Canonical Shoots for “Perfect 10” With New Ubuntu Release
This Sunday–the tenth day of the tenth month of the tenth year of the millennium–Ubuntu 10.10, better known to some as “Maverick Meerkat,” will officially debut. We can’t promise the day will be as momentous as the end of the First World War. But it will bring a number of major changes and new features to the world’s most popular Linux distribution. Read on for highlights.

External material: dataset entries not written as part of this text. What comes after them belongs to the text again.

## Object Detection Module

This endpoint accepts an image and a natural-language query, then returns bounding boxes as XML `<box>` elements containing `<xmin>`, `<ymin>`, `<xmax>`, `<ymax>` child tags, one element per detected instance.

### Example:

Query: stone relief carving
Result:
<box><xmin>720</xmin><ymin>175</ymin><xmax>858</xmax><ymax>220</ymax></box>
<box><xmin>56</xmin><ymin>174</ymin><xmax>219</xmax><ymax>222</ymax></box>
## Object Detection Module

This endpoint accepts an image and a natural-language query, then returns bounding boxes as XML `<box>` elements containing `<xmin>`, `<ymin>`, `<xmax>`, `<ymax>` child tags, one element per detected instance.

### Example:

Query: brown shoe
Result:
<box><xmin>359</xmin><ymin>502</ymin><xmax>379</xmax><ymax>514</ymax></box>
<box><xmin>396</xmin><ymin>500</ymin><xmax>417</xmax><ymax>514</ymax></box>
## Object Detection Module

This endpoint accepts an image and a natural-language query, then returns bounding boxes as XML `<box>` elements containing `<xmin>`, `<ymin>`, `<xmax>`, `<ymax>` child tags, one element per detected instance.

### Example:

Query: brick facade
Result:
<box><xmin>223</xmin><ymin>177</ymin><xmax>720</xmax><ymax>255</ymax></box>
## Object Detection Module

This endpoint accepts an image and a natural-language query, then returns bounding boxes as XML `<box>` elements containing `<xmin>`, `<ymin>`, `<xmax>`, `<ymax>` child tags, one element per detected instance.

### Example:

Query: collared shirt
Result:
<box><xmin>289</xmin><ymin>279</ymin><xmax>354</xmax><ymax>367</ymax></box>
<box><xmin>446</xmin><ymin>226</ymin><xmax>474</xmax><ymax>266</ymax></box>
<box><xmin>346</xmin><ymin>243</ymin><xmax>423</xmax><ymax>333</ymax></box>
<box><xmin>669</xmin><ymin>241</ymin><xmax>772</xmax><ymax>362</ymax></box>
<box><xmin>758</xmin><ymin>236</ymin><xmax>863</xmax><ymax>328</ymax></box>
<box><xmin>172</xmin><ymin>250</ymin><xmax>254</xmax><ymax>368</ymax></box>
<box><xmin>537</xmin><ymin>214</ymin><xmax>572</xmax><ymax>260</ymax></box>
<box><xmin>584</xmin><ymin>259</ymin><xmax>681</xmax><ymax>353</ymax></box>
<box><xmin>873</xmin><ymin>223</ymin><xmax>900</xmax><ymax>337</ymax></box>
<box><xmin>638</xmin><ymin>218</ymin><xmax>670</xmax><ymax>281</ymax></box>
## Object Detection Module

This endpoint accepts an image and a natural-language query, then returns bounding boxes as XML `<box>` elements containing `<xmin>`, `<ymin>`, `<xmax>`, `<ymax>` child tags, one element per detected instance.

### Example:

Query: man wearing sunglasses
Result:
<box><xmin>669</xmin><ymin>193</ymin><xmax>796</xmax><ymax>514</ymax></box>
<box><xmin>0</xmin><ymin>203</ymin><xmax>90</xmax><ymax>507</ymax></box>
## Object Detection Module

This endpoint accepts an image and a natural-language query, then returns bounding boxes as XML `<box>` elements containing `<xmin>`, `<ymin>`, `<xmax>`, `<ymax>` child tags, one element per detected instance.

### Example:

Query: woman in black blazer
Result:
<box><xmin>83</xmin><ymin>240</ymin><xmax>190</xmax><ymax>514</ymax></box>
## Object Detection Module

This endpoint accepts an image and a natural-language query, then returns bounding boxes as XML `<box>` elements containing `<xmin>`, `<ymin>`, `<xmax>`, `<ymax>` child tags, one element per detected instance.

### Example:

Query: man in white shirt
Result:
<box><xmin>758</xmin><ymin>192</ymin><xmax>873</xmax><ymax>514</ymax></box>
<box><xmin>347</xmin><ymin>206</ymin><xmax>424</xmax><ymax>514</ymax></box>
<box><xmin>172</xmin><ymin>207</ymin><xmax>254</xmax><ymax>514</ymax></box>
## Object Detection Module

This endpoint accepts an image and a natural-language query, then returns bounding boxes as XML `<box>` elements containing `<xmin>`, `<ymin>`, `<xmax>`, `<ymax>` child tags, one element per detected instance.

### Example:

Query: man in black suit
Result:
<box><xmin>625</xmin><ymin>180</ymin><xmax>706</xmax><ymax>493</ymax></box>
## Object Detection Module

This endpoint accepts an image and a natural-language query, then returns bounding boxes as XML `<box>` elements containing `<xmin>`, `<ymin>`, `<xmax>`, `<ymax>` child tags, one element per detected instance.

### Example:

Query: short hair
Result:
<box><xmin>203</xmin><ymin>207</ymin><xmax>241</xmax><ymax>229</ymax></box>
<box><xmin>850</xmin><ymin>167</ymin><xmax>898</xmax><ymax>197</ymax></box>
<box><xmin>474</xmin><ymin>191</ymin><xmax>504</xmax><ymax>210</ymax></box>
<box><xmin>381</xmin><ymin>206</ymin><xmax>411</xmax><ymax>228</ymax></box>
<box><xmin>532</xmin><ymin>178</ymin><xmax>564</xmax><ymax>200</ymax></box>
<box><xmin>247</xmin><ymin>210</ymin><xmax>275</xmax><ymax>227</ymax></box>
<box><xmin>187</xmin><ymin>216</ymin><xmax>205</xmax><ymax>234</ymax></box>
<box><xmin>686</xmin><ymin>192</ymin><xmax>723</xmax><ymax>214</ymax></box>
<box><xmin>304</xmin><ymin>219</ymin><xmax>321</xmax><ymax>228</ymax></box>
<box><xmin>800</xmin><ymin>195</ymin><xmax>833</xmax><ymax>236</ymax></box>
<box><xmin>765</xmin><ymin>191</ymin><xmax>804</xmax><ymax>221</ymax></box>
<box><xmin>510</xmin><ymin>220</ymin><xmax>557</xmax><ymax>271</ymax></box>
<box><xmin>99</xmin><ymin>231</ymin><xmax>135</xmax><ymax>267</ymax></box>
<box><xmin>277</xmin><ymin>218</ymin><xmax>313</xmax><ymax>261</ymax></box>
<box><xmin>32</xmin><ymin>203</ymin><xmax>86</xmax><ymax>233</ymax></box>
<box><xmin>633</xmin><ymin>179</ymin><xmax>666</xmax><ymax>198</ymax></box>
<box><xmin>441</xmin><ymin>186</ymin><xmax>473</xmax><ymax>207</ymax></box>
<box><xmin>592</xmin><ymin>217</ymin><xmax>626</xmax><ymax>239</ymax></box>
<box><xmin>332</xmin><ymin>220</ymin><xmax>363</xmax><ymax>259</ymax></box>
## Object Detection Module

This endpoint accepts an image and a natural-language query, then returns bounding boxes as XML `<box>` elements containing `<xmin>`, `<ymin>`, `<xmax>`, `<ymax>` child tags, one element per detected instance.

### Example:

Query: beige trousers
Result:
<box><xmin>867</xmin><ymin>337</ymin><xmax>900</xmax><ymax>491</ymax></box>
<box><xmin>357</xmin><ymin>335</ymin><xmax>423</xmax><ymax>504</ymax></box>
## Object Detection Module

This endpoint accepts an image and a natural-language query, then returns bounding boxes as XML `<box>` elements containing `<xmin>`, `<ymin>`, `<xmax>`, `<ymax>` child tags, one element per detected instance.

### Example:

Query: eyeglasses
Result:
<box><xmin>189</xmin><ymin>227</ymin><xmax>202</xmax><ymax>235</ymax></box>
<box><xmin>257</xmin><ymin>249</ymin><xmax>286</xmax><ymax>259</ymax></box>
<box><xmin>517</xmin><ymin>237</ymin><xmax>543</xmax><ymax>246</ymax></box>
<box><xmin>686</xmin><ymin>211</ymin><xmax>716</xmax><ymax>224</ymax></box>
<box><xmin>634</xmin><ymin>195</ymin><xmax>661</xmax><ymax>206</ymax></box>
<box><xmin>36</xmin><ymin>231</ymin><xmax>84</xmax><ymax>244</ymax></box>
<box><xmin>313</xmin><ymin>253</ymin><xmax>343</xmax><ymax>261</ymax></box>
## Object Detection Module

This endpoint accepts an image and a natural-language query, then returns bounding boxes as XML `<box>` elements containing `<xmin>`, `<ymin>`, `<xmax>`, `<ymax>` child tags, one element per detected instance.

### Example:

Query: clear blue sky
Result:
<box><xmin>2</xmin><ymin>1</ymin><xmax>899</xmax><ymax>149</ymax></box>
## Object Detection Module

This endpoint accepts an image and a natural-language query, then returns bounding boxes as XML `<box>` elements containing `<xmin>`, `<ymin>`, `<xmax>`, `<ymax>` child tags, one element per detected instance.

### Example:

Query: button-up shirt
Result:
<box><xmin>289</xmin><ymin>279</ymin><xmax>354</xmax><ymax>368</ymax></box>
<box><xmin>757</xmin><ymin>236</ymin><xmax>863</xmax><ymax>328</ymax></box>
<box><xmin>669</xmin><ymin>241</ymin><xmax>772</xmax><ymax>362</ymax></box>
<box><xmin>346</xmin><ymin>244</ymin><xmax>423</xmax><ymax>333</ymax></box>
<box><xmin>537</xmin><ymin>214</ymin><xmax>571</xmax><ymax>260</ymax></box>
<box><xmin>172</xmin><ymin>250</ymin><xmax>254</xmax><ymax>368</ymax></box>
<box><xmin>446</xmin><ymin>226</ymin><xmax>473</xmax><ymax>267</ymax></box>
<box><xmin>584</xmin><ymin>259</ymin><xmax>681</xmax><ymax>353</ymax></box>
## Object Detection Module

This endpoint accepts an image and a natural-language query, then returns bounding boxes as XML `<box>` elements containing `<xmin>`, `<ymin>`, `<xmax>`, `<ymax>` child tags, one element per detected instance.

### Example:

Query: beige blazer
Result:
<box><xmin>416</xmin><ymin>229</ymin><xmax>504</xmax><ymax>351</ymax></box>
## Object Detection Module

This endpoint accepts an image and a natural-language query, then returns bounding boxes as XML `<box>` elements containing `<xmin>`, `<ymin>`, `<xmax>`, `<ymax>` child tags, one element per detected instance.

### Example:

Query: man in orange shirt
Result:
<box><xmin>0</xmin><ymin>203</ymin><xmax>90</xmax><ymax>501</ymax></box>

Ubuntu 10.10 breaks with the past on a number of fronts. Beyond its debut date on a Sunday–a contrast to Canonical’s tradition of pushing out new releases on Thursdays, and usually a bit closer to the end of the month–notable changes in Maverick include:
- An enhanced look for the desktop edition, which represents a refinement of the radically new theme introduced with Ubuntu 10.04 last April. Maverick keeps the same color palette, but features classier fonts and a wider selection of wallpaper built in. Of course, many users may not pay much attention to updates in the appearance department, since Ubuntu’s look can be customized to infinity by anyone who doesn’t like the defaults.
- New Ubuntu One features, which help set the Ubuntu One client apart from services like Dropbox by emphasizing the former’s potential to support a “personal cloud,” as Canonical is calling it, rather than serving merely as a data-synchronization tool.

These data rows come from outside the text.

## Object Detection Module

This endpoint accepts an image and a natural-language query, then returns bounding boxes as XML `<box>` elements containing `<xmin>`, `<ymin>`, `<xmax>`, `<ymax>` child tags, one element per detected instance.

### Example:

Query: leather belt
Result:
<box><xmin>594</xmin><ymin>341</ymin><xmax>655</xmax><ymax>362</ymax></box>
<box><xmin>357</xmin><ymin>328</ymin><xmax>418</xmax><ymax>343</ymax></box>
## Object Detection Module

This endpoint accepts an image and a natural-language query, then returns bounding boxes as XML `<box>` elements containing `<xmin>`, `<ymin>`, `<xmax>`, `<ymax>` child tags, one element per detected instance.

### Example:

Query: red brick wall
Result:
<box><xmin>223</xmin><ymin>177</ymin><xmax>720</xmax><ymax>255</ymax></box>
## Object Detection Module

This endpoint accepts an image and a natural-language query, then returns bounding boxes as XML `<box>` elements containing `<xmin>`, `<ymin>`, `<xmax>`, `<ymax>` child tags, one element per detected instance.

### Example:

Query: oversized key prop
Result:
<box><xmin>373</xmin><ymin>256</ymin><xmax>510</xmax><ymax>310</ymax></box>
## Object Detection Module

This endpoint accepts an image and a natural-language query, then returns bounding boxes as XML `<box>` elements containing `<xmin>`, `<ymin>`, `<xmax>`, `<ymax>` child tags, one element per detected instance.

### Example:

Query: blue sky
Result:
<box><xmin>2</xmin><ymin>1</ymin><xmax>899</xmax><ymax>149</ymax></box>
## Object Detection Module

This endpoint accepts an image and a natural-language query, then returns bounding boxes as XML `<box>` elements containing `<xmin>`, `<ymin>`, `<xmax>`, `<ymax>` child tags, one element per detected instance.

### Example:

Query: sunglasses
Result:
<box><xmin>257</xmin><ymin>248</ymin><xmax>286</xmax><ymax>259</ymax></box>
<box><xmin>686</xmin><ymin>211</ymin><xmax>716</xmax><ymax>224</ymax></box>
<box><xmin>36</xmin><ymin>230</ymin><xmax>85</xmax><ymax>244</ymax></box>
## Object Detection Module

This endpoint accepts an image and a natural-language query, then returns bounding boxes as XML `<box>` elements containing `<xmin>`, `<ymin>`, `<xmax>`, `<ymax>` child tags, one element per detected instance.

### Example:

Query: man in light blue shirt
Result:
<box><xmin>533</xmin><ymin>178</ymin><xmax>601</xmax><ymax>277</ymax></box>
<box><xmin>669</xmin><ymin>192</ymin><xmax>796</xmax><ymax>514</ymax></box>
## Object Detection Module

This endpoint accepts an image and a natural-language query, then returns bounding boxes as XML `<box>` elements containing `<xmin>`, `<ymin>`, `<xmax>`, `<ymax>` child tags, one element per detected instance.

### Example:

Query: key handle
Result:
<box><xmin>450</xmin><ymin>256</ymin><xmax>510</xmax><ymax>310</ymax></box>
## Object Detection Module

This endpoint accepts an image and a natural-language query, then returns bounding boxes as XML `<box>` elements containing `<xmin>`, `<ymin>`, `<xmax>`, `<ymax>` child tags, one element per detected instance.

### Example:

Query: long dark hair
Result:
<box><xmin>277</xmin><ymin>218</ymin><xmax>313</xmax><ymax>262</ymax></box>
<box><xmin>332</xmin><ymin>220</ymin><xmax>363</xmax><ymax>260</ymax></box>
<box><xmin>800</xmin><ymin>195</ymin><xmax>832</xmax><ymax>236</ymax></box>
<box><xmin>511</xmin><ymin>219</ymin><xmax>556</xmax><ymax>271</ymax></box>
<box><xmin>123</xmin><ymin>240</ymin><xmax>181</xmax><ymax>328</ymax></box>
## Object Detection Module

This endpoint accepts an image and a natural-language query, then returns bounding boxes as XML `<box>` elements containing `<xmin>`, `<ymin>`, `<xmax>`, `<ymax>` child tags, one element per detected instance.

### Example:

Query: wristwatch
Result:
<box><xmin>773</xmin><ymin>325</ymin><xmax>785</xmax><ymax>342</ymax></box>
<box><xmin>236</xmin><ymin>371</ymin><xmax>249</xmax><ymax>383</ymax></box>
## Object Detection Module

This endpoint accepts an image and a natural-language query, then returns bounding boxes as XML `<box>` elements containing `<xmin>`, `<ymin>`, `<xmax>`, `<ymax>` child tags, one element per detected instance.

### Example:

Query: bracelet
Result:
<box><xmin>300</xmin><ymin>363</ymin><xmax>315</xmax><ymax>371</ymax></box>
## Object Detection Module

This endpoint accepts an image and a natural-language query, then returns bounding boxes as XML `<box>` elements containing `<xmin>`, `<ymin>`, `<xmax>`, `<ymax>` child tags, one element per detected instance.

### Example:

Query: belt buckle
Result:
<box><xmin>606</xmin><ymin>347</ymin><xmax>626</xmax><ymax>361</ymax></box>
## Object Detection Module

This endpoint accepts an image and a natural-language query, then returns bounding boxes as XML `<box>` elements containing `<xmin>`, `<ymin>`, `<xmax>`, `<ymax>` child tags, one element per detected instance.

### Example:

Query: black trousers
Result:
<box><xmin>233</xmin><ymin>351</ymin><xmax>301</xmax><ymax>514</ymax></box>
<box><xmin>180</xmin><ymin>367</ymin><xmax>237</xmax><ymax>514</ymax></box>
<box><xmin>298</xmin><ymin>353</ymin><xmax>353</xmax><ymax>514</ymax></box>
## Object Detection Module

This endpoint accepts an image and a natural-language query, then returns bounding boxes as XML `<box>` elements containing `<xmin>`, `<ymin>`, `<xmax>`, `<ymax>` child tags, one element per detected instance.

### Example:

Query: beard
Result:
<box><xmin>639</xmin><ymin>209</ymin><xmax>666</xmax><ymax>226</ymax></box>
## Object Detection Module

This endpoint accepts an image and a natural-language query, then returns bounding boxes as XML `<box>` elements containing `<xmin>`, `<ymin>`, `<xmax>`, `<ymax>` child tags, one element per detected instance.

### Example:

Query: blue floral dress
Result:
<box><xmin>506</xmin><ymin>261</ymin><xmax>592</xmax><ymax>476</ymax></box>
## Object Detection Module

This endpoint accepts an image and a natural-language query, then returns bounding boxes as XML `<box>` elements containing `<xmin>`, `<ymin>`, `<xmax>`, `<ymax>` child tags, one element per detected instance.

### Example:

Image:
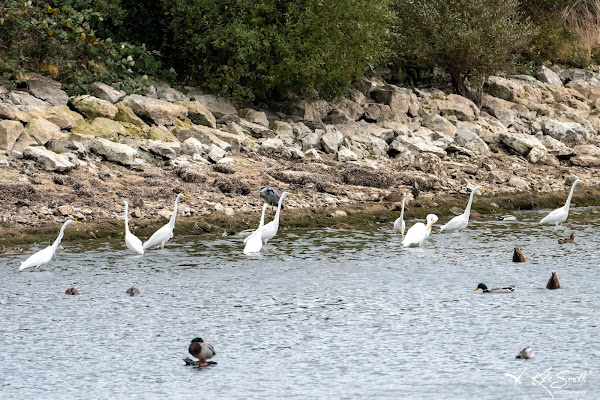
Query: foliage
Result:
<box><xmin>163</xmin><ymin>0</ymin><xmax>394</xmax><ymax>102</ymax></box>
<box><xmin>392</xmin><ymin>0</ymin><xmax>533</xmax><ymax>105</ymax></box>
<box><xmin>0</xmin><ymin>0</ymin><xmax>173</xmax><ymax>94</ymax></box>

- Updates to Ubuntu Server’s cloud tools, which Canonical no doubt hopes will help Ubuntu Server Edition to compete against enterprise-oriented Linux distributions like Red Hat and Novell’s SUSE.

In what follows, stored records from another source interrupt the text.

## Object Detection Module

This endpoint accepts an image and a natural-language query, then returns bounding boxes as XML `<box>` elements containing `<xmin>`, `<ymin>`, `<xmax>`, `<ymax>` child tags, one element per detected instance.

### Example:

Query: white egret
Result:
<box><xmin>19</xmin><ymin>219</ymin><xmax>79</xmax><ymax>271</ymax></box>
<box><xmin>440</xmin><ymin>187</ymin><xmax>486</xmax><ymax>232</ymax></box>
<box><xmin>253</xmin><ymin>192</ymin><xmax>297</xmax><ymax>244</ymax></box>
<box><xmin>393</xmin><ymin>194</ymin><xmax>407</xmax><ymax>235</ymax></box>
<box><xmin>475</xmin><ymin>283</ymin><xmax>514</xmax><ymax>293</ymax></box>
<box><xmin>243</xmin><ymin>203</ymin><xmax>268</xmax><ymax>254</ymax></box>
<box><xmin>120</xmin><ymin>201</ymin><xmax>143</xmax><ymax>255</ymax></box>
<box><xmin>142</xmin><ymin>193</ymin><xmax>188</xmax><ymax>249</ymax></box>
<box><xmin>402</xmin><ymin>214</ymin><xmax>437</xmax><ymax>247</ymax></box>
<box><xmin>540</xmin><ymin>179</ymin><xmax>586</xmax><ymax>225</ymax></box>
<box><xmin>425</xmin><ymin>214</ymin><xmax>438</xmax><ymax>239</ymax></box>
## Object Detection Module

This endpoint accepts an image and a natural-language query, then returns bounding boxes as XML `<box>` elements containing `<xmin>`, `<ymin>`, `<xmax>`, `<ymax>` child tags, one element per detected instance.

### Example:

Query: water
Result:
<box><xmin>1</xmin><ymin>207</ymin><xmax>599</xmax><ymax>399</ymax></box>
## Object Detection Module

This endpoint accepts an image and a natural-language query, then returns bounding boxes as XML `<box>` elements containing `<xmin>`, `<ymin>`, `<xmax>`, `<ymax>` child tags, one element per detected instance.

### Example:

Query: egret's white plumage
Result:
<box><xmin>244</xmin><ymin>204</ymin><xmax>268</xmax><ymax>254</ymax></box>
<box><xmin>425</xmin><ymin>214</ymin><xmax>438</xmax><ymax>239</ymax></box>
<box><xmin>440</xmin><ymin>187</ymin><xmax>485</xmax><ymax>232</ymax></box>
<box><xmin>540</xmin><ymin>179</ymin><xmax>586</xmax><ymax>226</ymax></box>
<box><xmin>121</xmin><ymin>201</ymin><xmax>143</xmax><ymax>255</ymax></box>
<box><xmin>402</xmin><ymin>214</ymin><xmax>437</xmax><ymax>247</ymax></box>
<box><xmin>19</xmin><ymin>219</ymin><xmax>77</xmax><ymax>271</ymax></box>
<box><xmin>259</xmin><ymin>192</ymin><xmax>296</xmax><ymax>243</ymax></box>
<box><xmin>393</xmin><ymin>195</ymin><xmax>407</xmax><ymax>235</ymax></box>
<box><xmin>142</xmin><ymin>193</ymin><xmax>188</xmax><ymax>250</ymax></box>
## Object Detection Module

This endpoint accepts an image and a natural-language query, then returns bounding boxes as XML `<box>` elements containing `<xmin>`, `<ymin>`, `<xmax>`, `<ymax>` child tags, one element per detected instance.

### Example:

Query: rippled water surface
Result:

- Unity, a version of Ubuntu customized for netbooks and other highly portable devices, has become the default interface for Ubuntu Netbook Edition. While Canonical’s Steve George told me to expect Unity to continue evolving in significant ways beyond Maverick, I liked what I saw when I tested Unity last month and look forward to what the future will hold.
This list isn’t comprehensive, of course–there are a number of smaller changes that complement the major ones outlined above.
Will Maverick be the “perfect 10.10” that Ubuntu founder Mark Shuttleworth envisions? That’s not a question we can answer, since perfection is in the eye of the beholder. But whether you use on Ubuntu on a desktop, netbook, server or all three, let us know if you check out Ubuntu 10.10.